Every now and then I face rejection
Probably because of failure to attain certain standards
Totally human, I feel broken
But I will never look back…
Never go back to cuddling yourself in self pity
To feeling worthless or insignificant
To smacking your head asking
Why things have to be like this…
Why life has to treat you like this…
Never return to nights of crying
Nights of drenching the pillow with tears
Tossing and turning wondering why-
Why life can’t take you as you are
Why the one you long for just can’t see you.

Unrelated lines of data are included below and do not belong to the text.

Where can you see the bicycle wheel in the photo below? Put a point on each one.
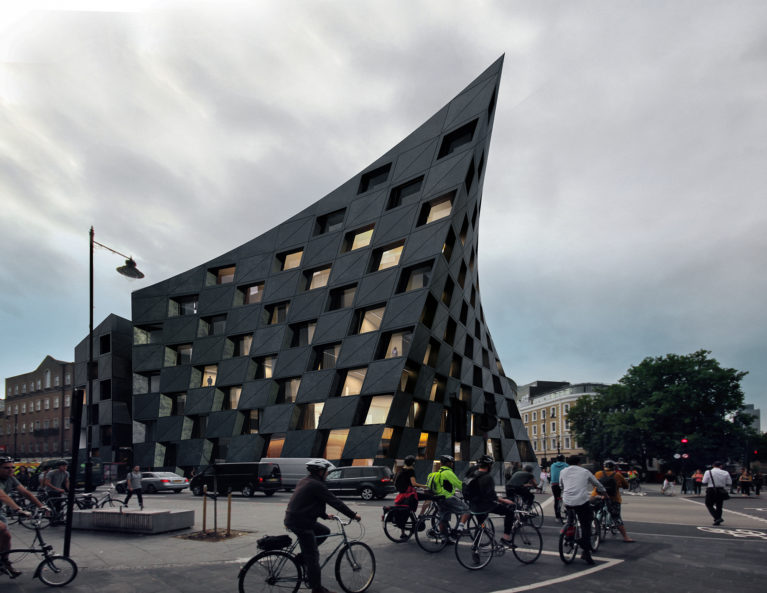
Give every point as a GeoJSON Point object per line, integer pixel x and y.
{"type": "Point", "coordinates": [475, 551]}
{"type": "Point", "coordinates": [526, 543]}
{"type": "Point", "coordinates": [596, 534]}
{"type": "Point", "coordinates": [568, 547]}
{"type": "Point", "coordinates": [428, 535]}
{"type": "Point", "coordinates": [355, 567]}
{"type": "Point", "coordinates": [394, 532]}
{"type": "Point", "coordinates": [270, 571]}
{"type": "Point", "coordinates": [111, 503]}
{"type": "Point", "coordinates": [56, 571]}
{"type": "Point", "coordinates": [536, 514]}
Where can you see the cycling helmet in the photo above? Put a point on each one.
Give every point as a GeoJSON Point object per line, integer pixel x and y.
{"type": "Point", "coordinates": [485, 460]}
{"type": "Point", "coordinates": [317, 465]}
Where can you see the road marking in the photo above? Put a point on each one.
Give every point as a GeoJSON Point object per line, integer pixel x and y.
{"type": "Point", "coordinates": [747, 516]}
{"type": "Point", "coordinates": [608, 563]}
{"type": "Point", "coordinates": [735, 532]}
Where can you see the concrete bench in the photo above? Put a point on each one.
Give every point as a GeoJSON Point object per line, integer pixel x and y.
{"type": "Point", "coordinates": [148, 522]}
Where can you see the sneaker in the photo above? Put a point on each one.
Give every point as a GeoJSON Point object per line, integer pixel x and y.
{"type": "Point", "coordinates": [8, 569]}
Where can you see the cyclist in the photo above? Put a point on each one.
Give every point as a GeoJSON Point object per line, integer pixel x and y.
{"type": "Point", "coordinates": [304, 508]}
{"type": "Point", "coordinates": [485, 500]}
{"type": "Point", "coordinates": [520, 484]}
{"type": "Point", "coordinates": [445, 484]}
{"type": "Point", "coordinates": [576, 495]}
{"type": "Point", "coordinates": [613, 481]}
{"type": "Point", "coordinates": [8, 483]}
{"type": "Point", "coordinates": [557, 467]}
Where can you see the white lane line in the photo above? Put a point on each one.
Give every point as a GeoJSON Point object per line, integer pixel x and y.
{"type": "Point", "coordinates": [726, 510]}
{"type": "Point", "coordinates": [608, 563]}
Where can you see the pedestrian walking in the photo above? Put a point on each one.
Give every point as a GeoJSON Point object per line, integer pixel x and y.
{"type": "Point", "coordinates": [133, 483]}
{"type": "Point", "coordinates": [717, 483]}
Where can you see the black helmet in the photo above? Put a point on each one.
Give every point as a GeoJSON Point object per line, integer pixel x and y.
{"type": "Point", "coordinates": [485, 460]}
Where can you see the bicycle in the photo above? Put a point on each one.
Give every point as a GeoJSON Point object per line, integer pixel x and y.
{"type": "Point", "coordinates": [476, 550]}
{"type": "Point", "coordinates": [278, 568]}
{"type": "Point", "coordinates": [54, 570]}
{"type": "Point", "coordinates": [570, 535]}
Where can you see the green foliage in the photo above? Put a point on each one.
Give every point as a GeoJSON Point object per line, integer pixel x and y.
{"type": "Point", "coordinates": [660, 401]}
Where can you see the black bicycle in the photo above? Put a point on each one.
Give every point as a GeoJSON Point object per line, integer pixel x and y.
{"type": "Point", "coordinates": [570, 535]}
{"type": "Point", "coordinates": [279, 569]}
{"type": "Point", "coordinates": [54, 570]}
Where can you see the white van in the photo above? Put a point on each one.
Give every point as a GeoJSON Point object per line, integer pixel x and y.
{"type": "Point", "coordinates": [292, 469]}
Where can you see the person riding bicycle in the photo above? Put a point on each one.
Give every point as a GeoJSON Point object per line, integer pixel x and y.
{"type": "Point", "coordinates": [556, 490]}
{"type": "Point", "coordinates": [484, 499]}
{"type": "Point", "coordinates": [445, 484]}
{"type": "Point", "coordinates": [613, 481]}
{"type": "Point", "coordinates": [9, 483]}
{"type": "Point", "coordinates": [576, 494]}
{"type": "Point", "coordinates": [304, 508]}
{"type": "Point", "coordinates": [520, 484]}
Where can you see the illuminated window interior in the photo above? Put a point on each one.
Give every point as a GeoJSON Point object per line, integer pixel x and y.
{"type": "Point", "coordinates": [334, 448]}
{"type": "Point", "coordinates": [353, 382]}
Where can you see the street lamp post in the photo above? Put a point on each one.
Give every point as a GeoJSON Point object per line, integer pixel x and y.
{"type": "Point", "coordinates": [131, 271]}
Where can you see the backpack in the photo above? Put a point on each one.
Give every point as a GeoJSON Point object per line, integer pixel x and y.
{"type": "Point", "coordinates": [610, 484]}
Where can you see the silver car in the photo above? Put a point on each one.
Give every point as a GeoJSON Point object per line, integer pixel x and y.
{"type": "Point", "coordinates": [152, 482]}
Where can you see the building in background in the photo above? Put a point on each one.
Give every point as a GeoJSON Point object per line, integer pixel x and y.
{"type": "Point", "coordinates": [110, 420]}
{"type": "Point", "coordinates": [353, 331]}
{"type": "Point", "coordinates": [37, 411]}
{"type": "Point", "coordinates": [544, 406]}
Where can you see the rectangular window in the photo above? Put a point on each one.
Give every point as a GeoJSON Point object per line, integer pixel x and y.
{"type": "Point", "coordinates": [290, 260]}
{"type": "Point", "coordinates": [370, 320]}
{"type": "Point", "coordinates": [353, 382]}
{"type": "Point", "coordinates": [358, 239]}
{"type": "Point", "coordinates": [436, 209]}
{"type": "Point", "coordinates": [387, 257]}
{"type": "Point", "coordinates": [342, 297]}
{"type": "Point", "coordinates": [379, 408]}
{"type": "Point", "coordinates": [317, 278]}
{"type": "Point", "coordinates": [334, 448]}
{"type": "Point", "coordinates": [328, 223]}
{"type": "Point", "coordinates": [373, 179]}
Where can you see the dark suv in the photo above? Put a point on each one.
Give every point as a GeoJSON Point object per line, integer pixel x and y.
{"type": "Point", "coordinates": [369, 482]}
{"type": "Point", "coordinates": [247, 478]}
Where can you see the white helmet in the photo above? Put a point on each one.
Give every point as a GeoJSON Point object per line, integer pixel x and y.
{"type": "Point", "coordinates": [318, 465]}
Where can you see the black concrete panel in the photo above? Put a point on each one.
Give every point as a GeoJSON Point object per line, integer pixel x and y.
{"type": "Point", "coordinates": [339, 412]}
{"type": "Point", "coordinates": [245, 447]}
{"type": "Point", "coordinates": [363, 442]}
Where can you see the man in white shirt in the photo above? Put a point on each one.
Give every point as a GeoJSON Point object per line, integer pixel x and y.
{"type": "Point", "coordinates": [717, 482]}
{"type": "Point", "coordinates": [576, 483]}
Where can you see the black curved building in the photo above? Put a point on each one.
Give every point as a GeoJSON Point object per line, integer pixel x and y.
{"type": "Point", "coordinates": [353, 331]}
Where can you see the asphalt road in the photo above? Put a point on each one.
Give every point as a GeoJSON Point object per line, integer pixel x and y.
{"type": "Point", "coordinates": [677, 548]}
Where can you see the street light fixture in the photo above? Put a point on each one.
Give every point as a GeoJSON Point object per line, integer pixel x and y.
{"type": "Point", "coordinates": [131, 271]}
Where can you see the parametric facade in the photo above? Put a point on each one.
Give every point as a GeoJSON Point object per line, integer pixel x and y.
{"type": "Point", "coordinates": [352, 331]}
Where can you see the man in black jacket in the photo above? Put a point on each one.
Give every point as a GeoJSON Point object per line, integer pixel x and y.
{"type": "Point", "coordinates": [306, 506]}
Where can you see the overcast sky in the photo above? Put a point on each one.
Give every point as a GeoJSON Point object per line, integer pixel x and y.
{"type": "Point", "coordinates": [624, 201]}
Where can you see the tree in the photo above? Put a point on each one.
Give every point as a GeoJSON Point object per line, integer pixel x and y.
{"type": "Point", "coordinates": [659, 402]}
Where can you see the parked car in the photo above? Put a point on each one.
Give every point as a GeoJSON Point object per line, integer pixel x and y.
{"type": "Point", "coordinates": [246, 478]}
{"type": "Point", "coordinates": [292, 469]}
{"type": "Point", "coordinates": [152, 482]}
{"type": "Point", "coordinates": [374, 481]}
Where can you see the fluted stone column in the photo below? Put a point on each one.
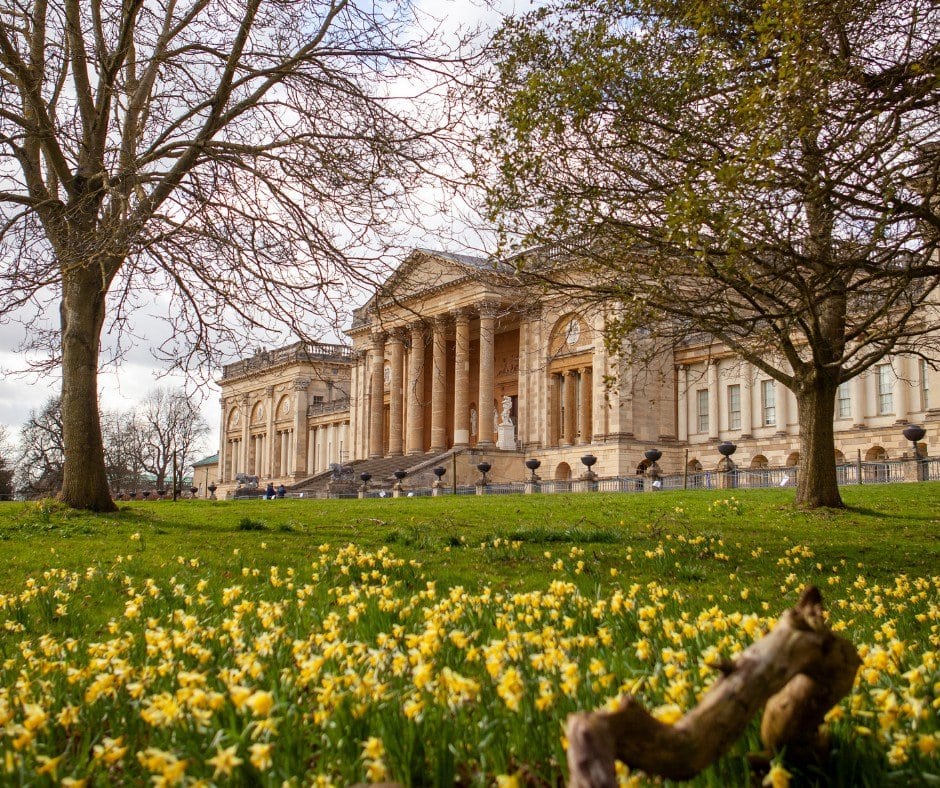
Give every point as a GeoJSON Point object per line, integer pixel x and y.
{"type": "Point", "coordinates": [584, 405]}
{"type": "Point", "coordinates": [598, 401]}
{"type": "Point", "coordinates": [713, 401]}
{"type": "Point", "coordinates": [683, 376]}
{"type": "Point", "coordinates": [554, 409]}
{"type": "Point", "coordinates": [243, 446]}
{"type": "Point", "coordinates": [223, 441]}
{"type": "Point", "coordinates": [395, 391]}
{"type": "Point", "coordinates": [269, 432]}
{"type": "Point", "coordinates": [377, 415]}
{"type": "Point", "coordinates": [300, 425]}
{"type": "Point", "coordinates": [487, 373]}
{"type": "Point", "coordinates": [439, 386]}
{"type": "Point", "coordinates": [462, 378]}
{"type": "Point", "coordinates": [571, 406]}
{"type": "Point", "coordinates": [416, 392]}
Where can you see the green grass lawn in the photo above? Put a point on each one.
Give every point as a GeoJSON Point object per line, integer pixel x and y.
{"type": "Point", "coordinates": [885, 531]}
{"type": "Point", "coordinates": [249, 643]}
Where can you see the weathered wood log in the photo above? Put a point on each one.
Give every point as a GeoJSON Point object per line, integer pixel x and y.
{"type": "Point", "coordinates": [800, 670]}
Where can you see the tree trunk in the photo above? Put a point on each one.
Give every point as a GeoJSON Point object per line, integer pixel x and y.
{"type": "Point", "coordinates": [82, 310]}
{"type": "Point", "coordinates": [817, 484]}
{"type": "Point", "coordinates": [798, 671]}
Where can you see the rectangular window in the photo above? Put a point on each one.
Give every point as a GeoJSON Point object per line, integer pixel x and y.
{"type": "Point", "coordinates": [768, 390]}
{"type": "Point", "coordinates": [885, 389]}
{"type": "Point", "coordinates": [924, 385]}
{"type": "Point", "coordinates": [843, 402]}
{"type": "Point", "coordinates": [702, 398]}
{"type": "Point", "coordinates": [734, 407]}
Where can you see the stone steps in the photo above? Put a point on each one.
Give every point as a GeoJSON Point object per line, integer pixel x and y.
{"type": "Point", "coordinates": [381, 468]}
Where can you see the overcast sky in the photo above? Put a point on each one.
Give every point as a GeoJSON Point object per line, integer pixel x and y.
{"type": "Point", "coordinates": [121, 387]}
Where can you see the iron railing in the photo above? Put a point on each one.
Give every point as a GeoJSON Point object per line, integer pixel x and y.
{"type": "Point", "coordinates": [868, 472]}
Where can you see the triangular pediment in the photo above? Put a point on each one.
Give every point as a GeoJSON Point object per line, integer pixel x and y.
{"type": "Point", "coordinates": [425, 269]}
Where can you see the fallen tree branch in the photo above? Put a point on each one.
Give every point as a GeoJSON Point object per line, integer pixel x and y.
{"type": "Point", "coordinates": [798, 671]}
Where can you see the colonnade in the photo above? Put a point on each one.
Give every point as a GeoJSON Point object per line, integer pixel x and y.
{"type": "Point", "coordinates": [406, 429]}
{"type": "Point", "coordinates": [571, 407]}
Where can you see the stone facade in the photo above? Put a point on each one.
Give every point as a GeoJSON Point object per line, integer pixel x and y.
{"type": "Point", "coordinates": [451, 355]}
{"type": "Point", "coordinates": [285, 414]}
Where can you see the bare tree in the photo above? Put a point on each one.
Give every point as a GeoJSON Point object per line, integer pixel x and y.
{"type": "Point", "coordinates": [232, 157]}
{"type": "Point", "coordinates": [123, 449]}
{"type": "Point", "coordinates": [42, 452]}
{"type": "Point", "coordinates": [171, 431]}
{"type": "Point", "coordinates": [6, 465]}
{"type": "Point", "coordinates": [764, 174]}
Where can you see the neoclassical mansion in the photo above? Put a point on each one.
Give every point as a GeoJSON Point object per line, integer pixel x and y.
{"type": "Point", "coordinates": [451, 361]}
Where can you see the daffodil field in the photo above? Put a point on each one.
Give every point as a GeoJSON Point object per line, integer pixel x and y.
{"type": "Point", "coordinates": [281, 658]}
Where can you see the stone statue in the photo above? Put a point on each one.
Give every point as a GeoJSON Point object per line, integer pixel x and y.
{"type": "Point", "coordinates": [507, 409]}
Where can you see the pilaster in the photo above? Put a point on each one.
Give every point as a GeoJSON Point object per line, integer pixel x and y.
{"type": "Point", "coordinates": [462, 378]}
{"type": "Point", "coordinates": [377, 414]}
{"type": "Point", "coordinates": [395, 395]}
{"type": "Point", "coordinates": [487, 371]}
{"type": "Point", "coordinates": [416, 391]}
{"type": "Point", "coordinates": [439, 385]}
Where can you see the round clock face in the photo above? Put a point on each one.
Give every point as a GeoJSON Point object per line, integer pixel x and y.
{"type": "Point", "coordinates": [573, 334]}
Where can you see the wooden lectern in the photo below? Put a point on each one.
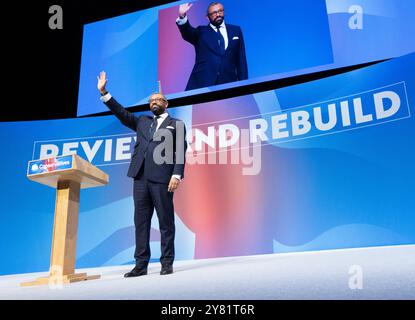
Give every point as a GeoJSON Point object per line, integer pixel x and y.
{"type": "Point", "coordinates": [68, 174]}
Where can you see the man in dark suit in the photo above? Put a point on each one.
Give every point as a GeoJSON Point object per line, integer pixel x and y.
{"type": "Point", "coordinates": [157, 167]}
{"type": "Point", "coordinates": [219, 47]}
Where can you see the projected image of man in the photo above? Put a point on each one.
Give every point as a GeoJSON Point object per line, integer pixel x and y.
{"type": "Point", "coordinates": [219, 48]}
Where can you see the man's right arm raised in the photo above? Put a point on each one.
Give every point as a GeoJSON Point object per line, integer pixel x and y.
{"type": "Point", "coordinates": [127, 118]}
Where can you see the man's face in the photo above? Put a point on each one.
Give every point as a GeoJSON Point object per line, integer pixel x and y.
{"type": "Point", "coordinates": [158, 104]}
{"type": "Point", "coordinates": [216, 14]}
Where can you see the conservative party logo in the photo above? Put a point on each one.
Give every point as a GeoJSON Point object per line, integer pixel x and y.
{"type": "Point", "coordinates": [50, 165]}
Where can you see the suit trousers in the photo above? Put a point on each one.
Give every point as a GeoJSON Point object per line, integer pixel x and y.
{"type": "Point", "coordinates": [148, 196]}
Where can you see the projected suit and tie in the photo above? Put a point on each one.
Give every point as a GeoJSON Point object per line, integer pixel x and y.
{"type": "Point", "coordinates": [219, 48]}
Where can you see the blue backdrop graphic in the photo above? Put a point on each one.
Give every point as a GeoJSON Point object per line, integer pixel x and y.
{"type": "Point", "coordinates": [347, 188]}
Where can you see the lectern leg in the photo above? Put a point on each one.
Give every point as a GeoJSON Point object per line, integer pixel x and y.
{"type": "Point", "coordinates": [65, 231]}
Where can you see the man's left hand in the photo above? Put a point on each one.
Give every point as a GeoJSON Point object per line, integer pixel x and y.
{"type": "Point", "coordinates": [174, 184]}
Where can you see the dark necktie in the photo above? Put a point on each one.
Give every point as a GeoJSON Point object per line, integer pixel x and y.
{"type": "Point", "coordinates": [153, 126]}
{"type": "Point", "coordinates": [221, 41]}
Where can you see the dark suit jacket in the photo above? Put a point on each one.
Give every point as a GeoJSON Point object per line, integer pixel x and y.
{"type": "Point", "coordinates": [145, 145]}
{"type": "Point", "coordinates": [211, 67]}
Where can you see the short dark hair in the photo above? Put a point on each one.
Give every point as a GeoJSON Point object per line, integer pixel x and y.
{"type": "Point", "coordinates": [211, 5]}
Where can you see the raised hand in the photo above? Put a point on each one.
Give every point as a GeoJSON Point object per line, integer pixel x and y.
{"type": "Point", "coordinates": [102, 82]}
{"type": "Point", "coordinates": [183, 8]}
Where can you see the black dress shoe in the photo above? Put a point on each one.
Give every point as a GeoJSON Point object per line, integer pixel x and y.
{"type": "Point", "coordinates": [166, 270]}
{"type": "Point", "coordinates": [136, 272]}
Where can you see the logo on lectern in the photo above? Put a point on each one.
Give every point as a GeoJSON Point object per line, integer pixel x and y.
{"type": "Point", "coordinates": [51, 164]}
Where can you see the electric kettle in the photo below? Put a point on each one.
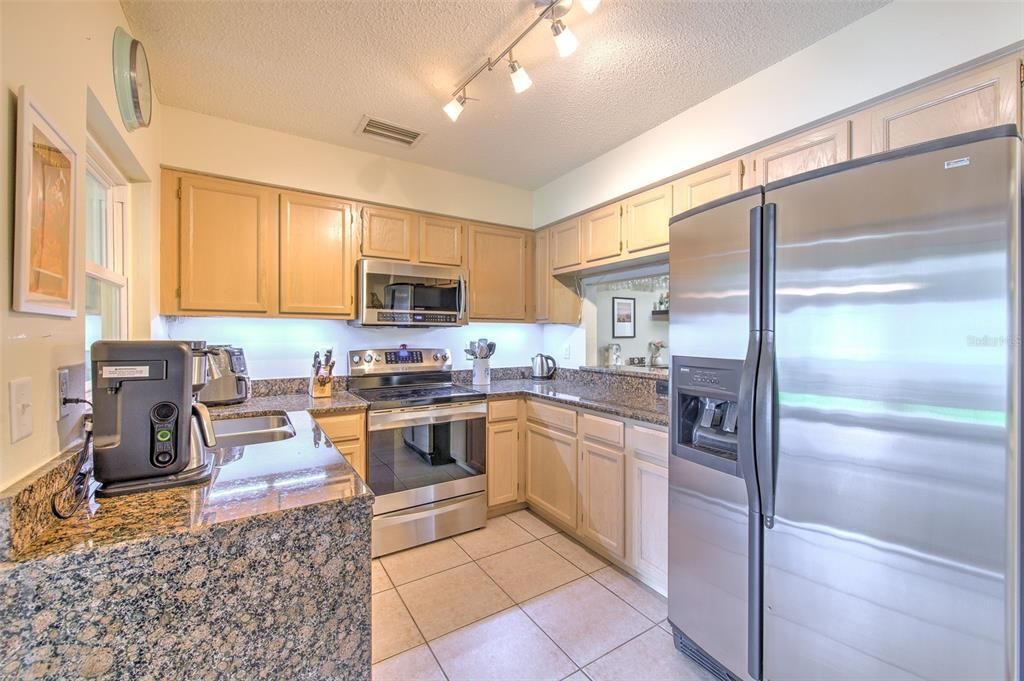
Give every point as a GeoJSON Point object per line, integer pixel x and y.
{"type": "Point", "coordinates": [544, 366]}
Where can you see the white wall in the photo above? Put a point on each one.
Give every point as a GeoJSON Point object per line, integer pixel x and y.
{"type": "Point", "coordinates": [284, 348]}
{"type": "Point", "coordinates": [195, 141]}
{"type": "Point", "coordinates": [60, 51]}
{"type": "Point", "coordinates": [901, 43]}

Wondering what you are doing wrong.
Never again embrace the days of torment
A heavy heart – phone in hand
Waiting for that person to call or text
Hoping for that person to reach out
Anxieties wrenching your heart as you wait
Sweat drenching your sleeves- heart pounding
Just waiting for that precious “yes”
Never again despise yourself for being different
Blaming yourself for other people’s actions
Hurting for failure of getting them to love you
No matter how hard you try
loathing yourself for failing to find acceptance
No matter how much you go out of your way
Never go back to frequent depression episodes
Just because somehow you just don’t belong
Never go back to anxiety attacks
Just because you don’t get what you crave from people
Never again believe you are the black spot in the white
Just because you reason differently somehow
Never go back to stressing over what you must do
What you must say to get approval
Or look at the popular kind and wish you were they
When people hurt you never blame yourself
Or say you deserve it because you are a wrong seed
NO!!!
Just never go back to accepting pain as part of your life.